A Hardware Compatibility List is said to exist on the “Deploying Storage Nodes” KumoScale webpage, but Kioxia’s link to it fails. We’re told customers can request it through Kioxia sales channels. Kioxia documentation refers to 2U x 24 slot configurations. These could hold 368.6TB of PCIe Gen 4-connected Kioxia CD6-R NVMe SSDs, enabling a 7.4PB rack — or 184PB capacity using 500 such servers.

KumoScale SW is sold via a perpetual licence and we have no information about KumoScale sales.
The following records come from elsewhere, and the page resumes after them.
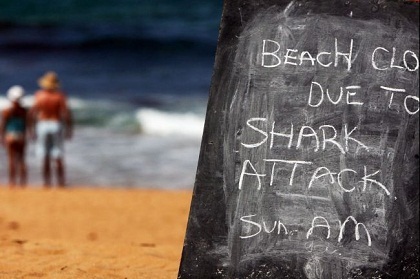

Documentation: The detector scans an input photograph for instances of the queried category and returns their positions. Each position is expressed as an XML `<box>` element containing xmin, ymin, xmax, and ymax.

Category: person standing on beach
<box><xmin>29</xmin><ymin>72</ymin><xmax>73</xmax><ymax>187</ymax></box>
<box><xmin>0</xmin><ymin>86</ymin><xmax>28</xmax><ymax>187</ymax></box>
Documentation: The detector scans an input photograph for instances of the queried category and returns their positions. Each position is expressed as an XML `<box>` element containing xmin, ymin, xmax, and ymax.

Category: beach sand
<box><xmin>0</xmin><ymin>187</ymin><xmax>192</xmax><ymax>278</ymax></box>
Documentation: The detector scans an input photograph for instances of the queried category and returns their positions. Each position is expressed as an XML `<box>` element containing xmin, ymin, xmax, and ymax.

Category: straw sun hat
<box><xmin>7</xmin><ymin>85</ymin><xmax>25</xmax><ymax>102</ymax></box>
<box><xmin>38</xmin><ymin>71</ymin><xmax>60</xmax><ymax>90</ymax></box>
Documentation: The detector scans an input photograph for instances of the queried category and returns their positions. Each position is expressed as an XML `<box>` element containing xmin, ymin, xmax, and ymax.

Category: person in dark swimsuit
<box><xmin>0</xmin><ymin>86</ymin><xmax>28</xmax><ymax>187</ymax></box>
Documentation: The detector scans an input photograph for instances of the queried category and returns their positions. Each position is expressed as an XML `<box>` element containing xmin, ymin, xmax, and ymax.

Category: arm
<box><xmin>27</xmin><ymin>94</ymin><xmax>39</xmax><ymax>141</ymax></box>
<box><xmin>0</xmin><ymin>110</ymin><xmax>8</xmax><ymax>145</ymax></box>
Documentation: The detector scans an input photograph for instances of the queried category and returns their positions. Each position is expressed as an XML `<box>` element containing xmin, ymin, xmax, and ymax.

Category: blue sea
<box><xmin>0</xmin><ymin>0</ymin><xmax>222</xmax><ymax>188</ymax></box>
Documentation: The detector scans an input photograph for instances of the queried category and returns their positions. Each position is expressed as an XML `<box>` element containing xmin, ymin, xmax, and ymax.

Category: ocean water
<box><xmin>0</xmin><ymin>0</ymin><xmax>222</xmax><ymax>188</ymax></box>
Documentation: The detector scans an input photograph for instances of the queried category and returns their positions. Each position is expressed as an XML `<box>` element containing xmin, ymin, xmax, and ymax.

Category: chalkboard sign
<box><xmin>179</xmin><ymin>0</ymin><xmax>419</xmax><ymax>278</ymax></box>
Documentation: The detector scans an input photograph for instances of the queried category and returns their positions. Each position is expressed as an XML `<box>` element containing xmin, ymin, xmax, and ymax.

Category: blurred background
<box><xmin>0</xmin><ymin>0</ymin><xmax>222</xmax><ymax>188</ymax></box>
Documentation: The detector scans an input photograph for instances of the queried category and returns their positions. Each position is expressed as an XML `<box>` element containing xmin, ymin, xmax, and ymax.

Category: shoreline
<box><xmin>0</xmin><ymin>186</ymin><xmax>192</xmax><ymax>278</ymax></box>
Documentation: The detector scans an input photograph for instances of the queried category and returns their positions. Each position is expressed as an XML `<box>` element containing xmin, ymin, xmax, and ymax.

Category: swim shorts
<box><xmin>5</xmin><ymin>131</ymin><xmax>25</xmax><ymax>142</ymax></box>
<box><xmin>36</xmin><ymin>121</ymin><xmax>64</xmax><ymax>159</ymax></box>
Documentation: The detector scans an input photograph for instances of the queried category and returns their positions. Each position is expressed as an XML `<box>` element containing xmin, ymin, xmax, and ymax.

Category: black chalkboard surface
<box><xmin>179</xmin><ymin>0</ymin><xmax>419</xmax><ymax>278</ymax></box>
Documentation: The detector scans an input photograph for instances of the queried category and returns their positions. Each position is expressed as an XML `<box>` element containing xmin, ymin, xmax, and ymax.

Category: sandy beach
<box><xmin>0</xmin><ymin>187</ymin><xmax>191</xmax><ymax>278</ymax></box>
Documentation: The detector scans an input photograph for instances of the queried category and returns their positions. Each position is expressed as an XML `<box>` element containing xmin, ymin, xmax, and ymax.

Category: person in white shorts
<box><xmin>29</xmin><ymin>72</ymin><xmax>73</xmax><ymax>187</ymax></box>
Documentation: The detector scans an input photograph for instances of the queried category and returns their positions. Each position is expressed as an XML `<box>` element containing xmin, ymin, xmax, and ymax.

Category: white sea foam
<box><xmin>0</xmin><ymin>96</ymin><xmax>35</xmax><ymax>110</ymax></box>
<box><xmin>1</xmin><ymin>96</ymin><xmax>205</xmax><ymax>138</ymax></box>
<box><xmin>0</xmin><ymin>95</ymin><xmax>89</xmax><ymax>110</ymax></box>
<box><xmin>136</xmin><ymin>108</ymin><xmax>204</xmax><ymax>138</ymax></box>
<box><xmin>0</xmin><ymin>97</ymin><xmax>10</xmax><ymax>110</ymax></box>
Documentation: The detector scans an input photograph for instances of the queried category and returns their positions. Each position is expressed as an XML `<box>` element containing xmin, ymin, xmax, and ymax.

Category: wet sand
<box><xmin>0</xmin><ymin>187</ymin><xmax>192</xmax><ymax>278</ymax></box>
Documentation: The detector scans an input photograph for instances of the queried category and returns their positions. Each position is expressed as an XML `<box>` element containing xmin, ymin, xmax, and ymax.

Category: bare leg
<box><xmin>43</xmin><ymin>156</ymin><xmax>51</xmax><ymax>187</ymax></box>
<box><xmin>20</xmin><ymin>162</ymin><xmax>27</xmax><ymax>187</ymax></box>
<box><xmin>8</xmin><ymin>153</ymin><xmax>16</xmax><ymax>187</ymax></box>
<box><xmin>55</xmin><ymin>158</ymin><xmax>65</xmax><ymax>187</ymax></box>
<box><xmin>7</xmin><ymin>142</ymin><xmax>17</xmax><ymax>188</ymax></box>
<box><xmin>17</xmin><ymin>143</ymin><xmax>27</xmax><ymax>187</ymax></box>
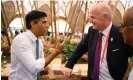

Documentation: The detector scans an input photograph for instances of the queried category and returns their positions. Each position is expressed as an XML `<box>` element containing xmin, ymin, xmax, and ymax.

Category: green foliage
<box><xmin>61</xmin><ymin>41</ymin><xmax>77</xmax><ymax>61</ymax></box>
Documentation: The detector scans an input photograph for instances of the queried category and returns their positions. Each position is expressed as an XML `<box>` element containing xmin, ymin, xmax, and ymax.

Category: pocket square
<box><xmin>112</xmin><ymin>49</ymin><xmax>119</xmax><ymax>52</ymax></box>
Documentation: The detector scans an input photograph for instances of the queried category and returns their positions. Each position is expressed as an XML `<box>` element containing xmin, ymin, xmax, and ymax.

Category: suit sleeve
<box><xmin>65</xmin><ymin>27</ymin><xmax>92</xmax><ymax>69</ymax></box>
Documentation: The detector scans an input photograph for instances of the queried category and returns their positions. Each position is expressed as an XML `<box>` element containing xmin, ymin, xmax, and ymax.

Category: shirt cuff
<box><xmin>35</xmin><ymin>58</ymin><xmax>45</xmax><ymax>72</ymax></box>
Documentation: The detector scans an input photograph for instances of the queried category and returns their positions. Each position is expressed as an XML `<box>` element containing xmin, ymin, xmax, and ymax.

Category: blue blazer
<box><xmin>65</xmin><ymin>25</ymin><xmax>133</xmax><ymax>80</ymax></box>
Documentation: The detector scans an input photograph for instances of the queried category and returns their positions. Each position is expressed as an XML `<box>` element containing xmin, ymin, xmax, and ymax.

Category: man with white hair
<box><xmin>62</xmin><ymin>3</ymin><xmax>133</xmax><ymax>80</ymax></box>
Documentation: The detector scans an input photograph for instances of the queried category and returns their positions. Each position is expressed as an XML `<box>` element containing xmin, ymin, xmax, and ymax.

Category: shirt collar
<box><xmin>102</xmin><ymin>22</ymin><xmax>112</xmax><ymax>37</ymax></box>
<box><xmin>26</xmin><ymin>30</ymin><xmax>37</xmax><ymax>42</ymax></box>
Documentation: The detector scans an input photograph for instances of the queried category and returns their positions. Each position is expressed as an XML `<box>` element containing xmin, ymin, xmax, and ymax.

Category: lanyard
<box><xmin>100</xmin><ymin>32</ymin><xmax>110</xmax><ymax>62</ymax></box>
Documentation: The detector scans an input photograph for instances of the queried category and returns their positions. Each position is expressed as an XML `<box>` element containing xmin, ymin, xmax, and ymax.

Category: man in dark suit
<box><xmin>62</xmin><ymin>3</ymin><xmax>133</xmax><ymax>80</ymax></box>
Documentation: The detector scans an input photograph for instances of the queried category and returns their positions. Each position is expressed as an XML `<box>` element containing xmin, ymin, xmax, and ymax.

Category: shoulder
<box><xmin>86</xmin><ymin>26</ymin><xmax>99</xmax><ymax>37</ymax></box>
<box><xmin>111</xmin><ymin>25</ymin><xmax>121</xmax><ymax>33</ymax></box>
<box><xmin>11</xmin><ymin>33</ymin><xmax>30</xmax><ymax>47</ymax></box>
<box><xmin>111</xmin><ymin>25</ymin><xmax>122</xmax><ymax>36</ymax></box>
<box><xmin>87</xmin><ymin>26</ymin><xmax>99</xmax><ymax>33</ymax></box>
<box><xmin>110</xmin><ymin>24</ymin><xmax>124</xmax><ymax>42</ymax></box>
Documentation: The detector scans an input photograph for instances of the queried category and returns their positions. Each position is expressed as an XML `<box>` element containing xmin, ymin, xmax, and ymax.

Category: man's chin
<box><xmin>92</xmin><ymin>26</ymin><xmax>98</xmax><ymax>30</ymax></box>
<box><xmin>43</xmin><ymin>30</ymin><xmax>47</xmax><ymax>33</ymax></box>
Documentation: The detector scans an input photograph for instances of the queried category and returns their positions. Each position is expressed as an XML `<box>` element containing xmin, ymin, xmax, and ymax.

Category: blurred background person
<box><xmin>20</xmin><ymin>29</ymin><xmax>23</xmax><ymax>33</ymax></box>
<box><xmin>122</xmin><ymin>6</ymin><xmax>133</xmax><ymax>80</ymax></box>
<box><xmin>14</xmin><ymin>30</ymin><xmax>19</xmax><ymax>37</ymax></box>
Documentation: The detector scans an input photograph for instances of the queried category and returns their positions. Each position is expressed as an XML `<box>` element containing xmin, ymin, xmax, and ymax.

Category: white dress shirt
<box><xmin>9</xmin><ymin>30</ymin><xmax>45</xmax><ymax>80</ymax></box>
<box><xmin>99</xmin><ymin>22</ymin><xmax>114</xmax><ymax>80</ymax></box>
We do know Kioxia has steadily extended KumoScale functionality since the software was first revealed in late 2017.

KumoScale history

  • Jun 2021 — v3.18 SW supports OpenStack Wallaby and BGP Routing.
  • Nov 2020 — PCIe Gen 4 added.
  • Oct 2020 — KumoScale faster than Ceph on block IO.
  • May 2020 — Thin provisioning support.
  • Apr 2020 — CSI-compliant Snapshot and clone functions added.
  • Sep 2019 — Supports Graphite and Prometheus technology.
  • Mar 2019 — Supports NVMe-TCP.
  • Mar 2018 — Toshiba announces KumoScale all-flash array SAN software supporting RoCE.
  • Aug 2017 — KumoScale software development revealed, running in a server and virtualizing a pool of disaggregated physical NVMe SSDs.